Le sue installazioni diventano luoghi di dialogo in cui è possibile esplorare il rapporto tra cura, relazione e immaginario collettivo.
In her shoes (2022)
In her shoes è un progetto plurale dedicato alla relazione tra le donne e gli abiti, oggetti che accompagnano i corpi durante ogni fase dell’esistenza. L’abbigliamento e il tessuto sono metafore di memoria e identità perché intrecciano saperi tecnici, tradizioni, ruoli sociali e intergenerazionali.

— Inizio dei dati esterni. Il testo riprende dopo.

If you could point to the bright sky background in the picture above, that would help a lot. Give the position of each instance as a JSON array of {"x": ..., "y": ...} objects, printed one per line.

L’abito si fa così spazio simbolico, sospeso tra materia e immaginario collettivo. In her shoes prende forma attraverso un’indagine negli archivi fotografici, oggi nodi centrali della cultura visiva grazie alla digitalizzazione e alla diffusione online delle collezioni. La narrazione visiva si costruisce seguendo i processi di rigenerazione tessile: recuperando immagini e storie, prive di diritti d’autore, e re-immettendole in un nuovo ciclo vitale, valorizzando la memoria che esse custodiscono.